Because Bacon Wilson represents commercial landlords, Albano said he’s sensitive to their concerns that the work-at-home phenomenon has many tenants reconsidering their need for office space.
But Albano said his firm has no plans to downsize. In fact, Bacon Wilson is going forward with plans for building out a new location for the Westfield office. Those plans were interrupted by the pandemic, but Albano said he expects construction to commence soon and for the firm to move into the new space before the end of the year.
“That’s going to be a good thing for us, to have another state-of-the-art facility,” he said.
Proia said she’s advising law firms to “downgrade their footprint” should they decide to commit to a remote work model for the long haul. She also said firms should consider reworking their office spaces.
“You’ll have some dedicated offices for the lawyers who want to come into the office every day, some flex offices for the people who come into work once a week or once a month, and conference rooms where you can sign deals or conduct closings,” she said. “It must be a flexible space that can serve many uses.”
Videoconference savings
Lawyers say that one of the more profound changes brought about by the pandemic is that attorneys, clients, judges and court staff have been forced to achieve a comfort level with videoconferencing. Attorneys recognize the potential savings to all stakeholders in terms of time and travel costs through the use of videoconferencing for routine court appearances and meeting with clients.

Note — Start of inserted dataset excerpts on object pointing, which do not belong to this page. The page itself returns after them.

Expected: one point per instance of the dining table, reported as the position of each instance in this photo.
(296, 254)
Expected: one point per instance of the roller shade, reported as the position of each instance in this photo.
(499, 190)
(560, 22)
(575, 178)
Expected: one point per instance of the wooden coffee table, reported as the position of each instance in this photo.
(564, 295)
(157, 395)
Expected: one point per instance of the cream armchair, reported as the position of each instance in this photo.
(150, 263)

In fact, Morrier said that he now tends to communicate more with clients through videoconferences than regular phone calls.

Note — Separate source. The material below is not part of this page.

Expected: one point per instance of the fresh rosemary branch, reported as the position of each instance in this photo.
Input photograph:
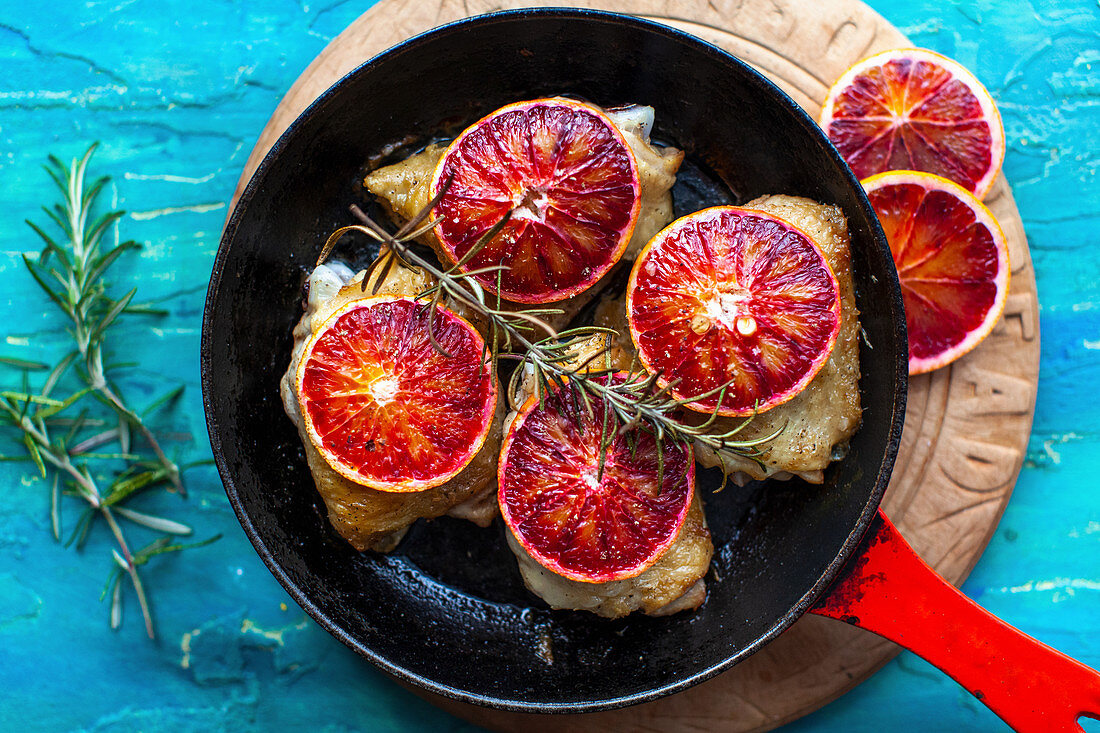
(636, 402)
(67, 450)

“There’s a bit more connectivity there,” he said. “But there are also some cost-savings in not traveling.”
Matthew P. Barach, head of a four-attorney family law firm in Framingham, said he’s found clear advantages to connecting with clients using videoconferencing.
“Being able to talk remotely to clients by Zoom and not having to be physically in your office with them can be helpful,” he said. “There’s less wasted time and that leads to better efficiency and more productivity.”
Morrier credits the state courts with their efforts to videoconference routine court appearances.
“No longer does it take a long time to go to court,” Morrier said. “That cost savings and time savings is nice.”
And though he acknowledges that remote court appearances typically are not as effective as in-person appearances, he sees the utility of videoconferencing for routine matters.
“The state has adapted quickly to this, but not in a way that it looks permanent,” he said. “I’d love to see more of that becoming systematized in the state court.”
But Dennis said her experience with a case filed in Worcester Probate & Family Court has been disappointing — to say the least.
“It’s a disaster,” Dennis said. “They can’t even do Zoom. They can do teleconferences and that’s about it.”
Still, Morrier remains hopeful.
“For some of this, I hope we don’t go back to our inefficient old ways or our hide-bound expectations of what it means to be a good lawyer or a good colleague, requiring a long commute, face time [in the office], and ignoring your family,” Morrier said.